A penetrometer generates force-displacement curves, which were used to derive two biomechanical properties: punch strength and work to crack initiation (Figure 4, Table 2). Punch strength is the maximum force needed to initiate a crack in the leaf surface [12] (Figure 4A, and Table 2), which could be a relevant measure with respect to the feeding of sap-sucking herbivores, as well as for chewers, because each must first initiate a crack in the leaf surface in order to access and consume plant materials beneath. Because work to punch (Figure 4B) would seem to overestimate the energy required during a feeding bout for sap-sucking herbivores (but not for chewers), a new property was derived that represents the work needed to initiate a fracture in the leaf surface, aptly named ‘work to crack initiation’ (Figure 4C, and Table 2). Our derivation assumes that work to punch can be viewed as a composite measure of two events, work to crack initiation and work needed to propagate the crack through the leaf (Figure 4C,D and Table 2).

Table 2

Leaf biomechanical properties, their derivation, and the herbivore feeding guild potentially affected.

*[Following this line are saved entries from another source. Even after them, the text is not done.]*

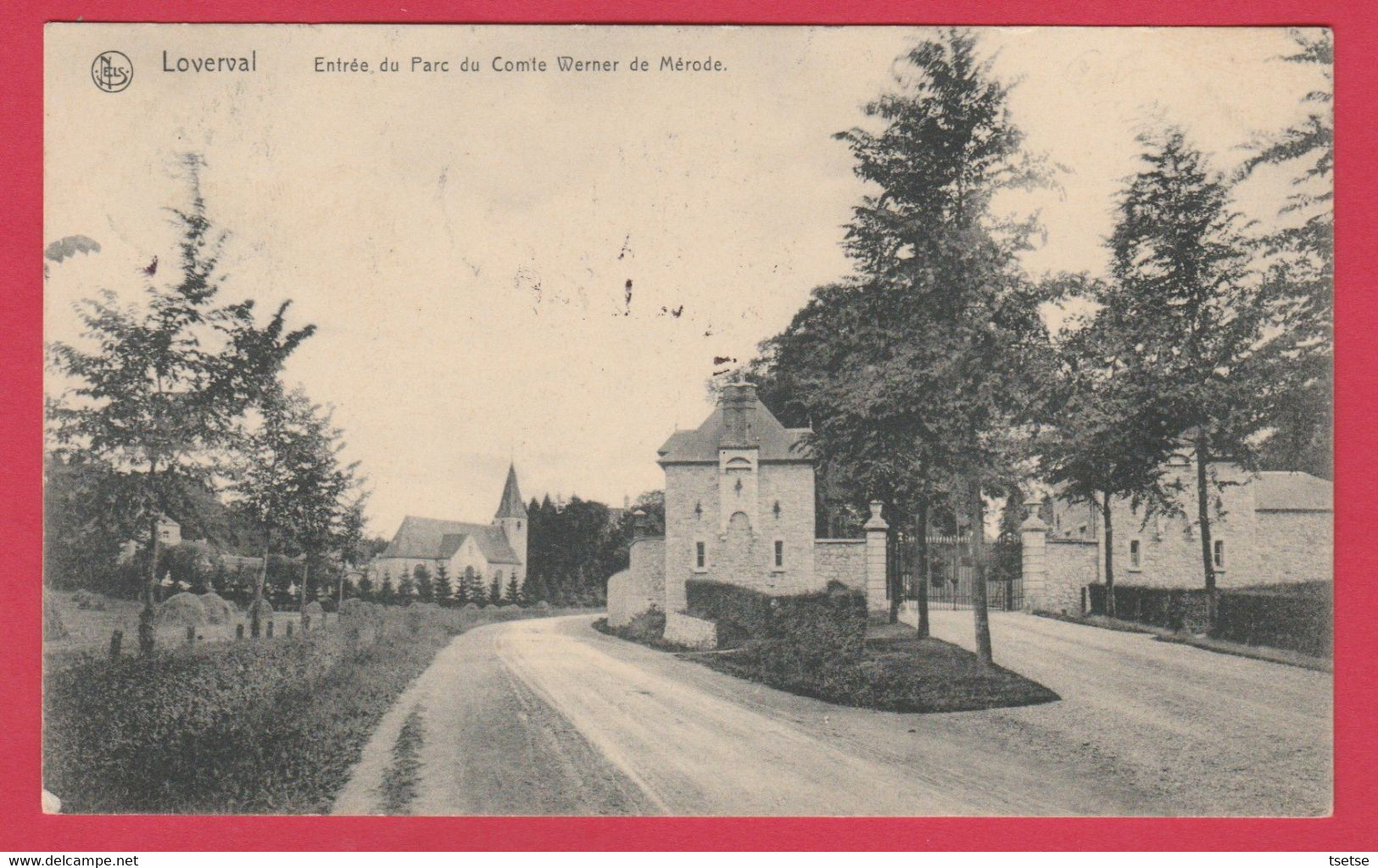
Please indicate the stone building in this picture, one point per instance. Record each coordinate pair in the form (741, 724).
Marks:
(1267, 528)
(495, 551)
(739, 510)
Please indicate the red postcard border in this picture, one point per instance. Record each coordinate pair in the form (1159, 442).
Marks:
(1355, 821)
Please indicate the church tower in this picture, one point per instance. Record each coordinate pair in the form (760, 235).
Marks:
(511, 518)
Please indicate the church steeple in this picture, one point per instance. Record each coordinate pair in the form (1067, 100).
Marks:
(511, 504)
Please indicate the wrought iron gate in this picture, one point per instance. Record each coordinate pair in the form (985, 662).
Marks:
(952, 570)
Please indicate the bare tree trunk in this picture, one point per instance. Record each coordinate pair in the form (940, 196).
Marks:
(921, 526)
(255, 609)
(1109, 555)
(979, 608)
(1203, 518)
(306, 576)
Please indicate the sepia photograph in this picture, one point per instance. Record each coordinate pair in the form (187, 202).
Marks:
(580, 420)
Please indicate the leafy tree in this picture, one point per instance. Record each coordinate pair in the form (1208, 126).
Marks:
(443, 590)
(1104, 440)
(288, 477)
(161, 390)
(1301, 270)
(921, 374)
(1197, 320)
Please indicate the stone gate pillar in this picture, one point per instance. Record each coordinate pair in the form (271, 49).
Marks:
(877, 583)
(1034, 561)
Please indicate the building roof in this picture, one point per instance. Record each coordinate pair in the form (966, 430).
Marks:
(511, 504)
(1292, 491)
(700, 445)
(437, 539)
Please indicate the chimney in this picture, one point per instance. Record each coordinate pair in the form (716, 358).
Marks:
(739, 405)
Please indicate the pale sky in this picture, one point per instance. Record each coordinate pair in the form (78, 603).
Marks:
(463, 240)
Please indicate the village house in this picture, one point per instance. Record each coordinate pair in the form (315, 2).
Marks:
(170, 533)
(739, 510)
(495, 551)
(1267, 528)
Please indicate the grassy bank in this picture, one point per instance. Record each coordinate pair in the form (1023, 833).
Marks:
(255, 726)
(892, 673)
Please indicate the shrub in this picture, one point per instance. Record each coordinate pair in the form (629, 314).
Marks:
(1293, 617)
(1170, 608)
(1289, 616)
(218, 610)
(827, 623)
(123, 735)
(183, 608)
(262, 608)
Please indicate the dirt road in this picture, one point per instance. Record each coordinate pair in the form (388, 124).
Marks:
(550, 717)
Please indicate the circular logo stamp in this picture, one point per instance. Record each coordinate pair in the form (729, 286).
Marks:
(112, 70)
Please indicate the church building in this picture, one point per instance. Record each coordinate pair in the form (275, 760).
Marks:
(495, 551)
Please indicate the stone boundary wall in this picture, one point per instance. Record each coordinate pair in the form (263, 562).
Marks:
(1069, 566)
(641, 586)
(840, 561)
(690, 632)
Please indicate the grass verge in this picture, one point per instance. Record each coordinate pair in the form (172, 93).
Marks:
(269, 726)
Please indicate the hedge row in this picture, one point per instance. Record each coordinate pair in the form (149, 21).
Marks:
(1293, 617)
(1296, 619)
(1172, 608)
(262, 726)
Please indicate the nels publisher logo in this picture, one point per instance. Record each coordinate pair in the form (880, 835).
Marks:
(112, 72)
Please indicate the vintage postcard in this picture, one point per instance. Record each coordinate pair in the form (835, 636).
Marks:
(690, 420)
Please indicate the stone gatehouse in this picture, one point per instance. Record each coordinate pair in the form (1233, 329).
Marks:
(740, 510)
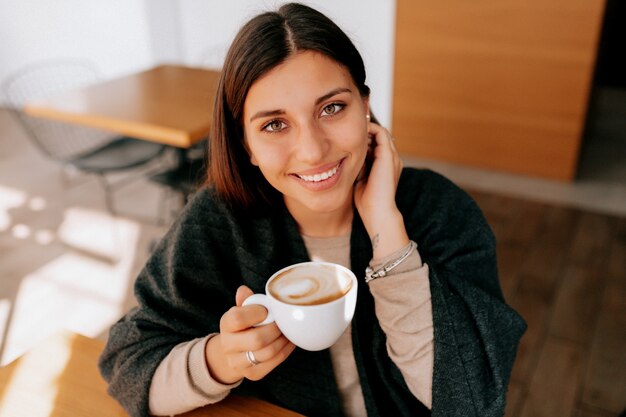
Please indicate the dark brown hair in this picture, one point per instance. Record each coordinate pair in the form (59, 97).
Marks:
(264, 42)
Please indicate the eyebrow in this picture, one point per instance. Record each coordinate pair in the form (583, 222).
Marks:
(278, 112)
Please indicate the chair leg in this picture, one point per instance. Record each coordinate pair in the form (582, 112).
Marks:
(108, 198)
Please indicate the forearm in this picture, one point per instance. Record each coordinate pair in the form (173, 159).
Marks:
(404, 311)
(387, 233)
(182, 381)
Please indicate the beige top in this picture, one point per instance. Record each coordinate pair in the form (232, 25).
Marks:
(402, 302)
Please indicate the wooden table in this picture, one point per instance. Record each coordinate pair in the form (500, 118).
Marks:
(59, 378)
(168, 104)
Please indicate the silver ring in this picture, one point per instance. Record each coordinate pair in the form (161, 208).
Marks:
(251, 358)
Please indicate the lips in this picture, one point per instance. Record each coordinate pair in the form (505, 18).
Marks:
(320, 177)
(326, 176)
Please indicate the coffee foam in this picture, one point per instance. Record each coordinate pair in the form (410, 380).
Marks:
(310, 285)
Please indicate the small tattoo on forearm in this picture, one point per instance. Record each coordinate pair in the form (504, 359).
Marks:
(375, 240)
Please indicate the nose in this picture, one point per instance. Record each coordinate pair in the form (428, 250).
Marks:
(312, 144)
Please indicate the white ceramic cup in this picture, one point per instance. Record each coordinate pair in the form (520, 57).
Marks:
(310, 326)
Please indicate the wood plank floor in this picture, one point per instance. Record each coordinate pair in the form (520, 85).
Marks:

Leaf biomechanical property	Calculation	Herbivore feeding guild potentially affected
Punch strength (Figure 1A)	(F max -F b)/A	Piercing-sucking and chewing
Work to punch (Figure 1B)	∫ [(F x-F b)D x]/A	Chewing
Work to crack initiation (Figure 1C)	∫ [(F y-F b)D y]/A	Piercing-sucking and chewing

F , maximum force (N); F , force needed to flatten the cotyledon against the die; A, area of punch (m2); F , force and D , displacement (mm) at any point, x, between initiation of leaf compression and complete fracture of cotyledon; F , force and D , displacement at any point, y, between initiation of leaf compression and the maximum force (F ).

The leaf biomechanical assay was a full factorial design with plant genotype (V07 and Atlas) and leaf surface (under-surface vs upper-surface) as treatments (n =23-30 replicates for each treatment combination, each trial). In general, normality could not be achieved and therefore a generalized linear model error was generated with a quasipoisson error structure due to over dispersion. The model was analyzed with a Chi square test to determine the effects of plant genotype, leaf surface, and trial on punch strength and work to crack initiation [17].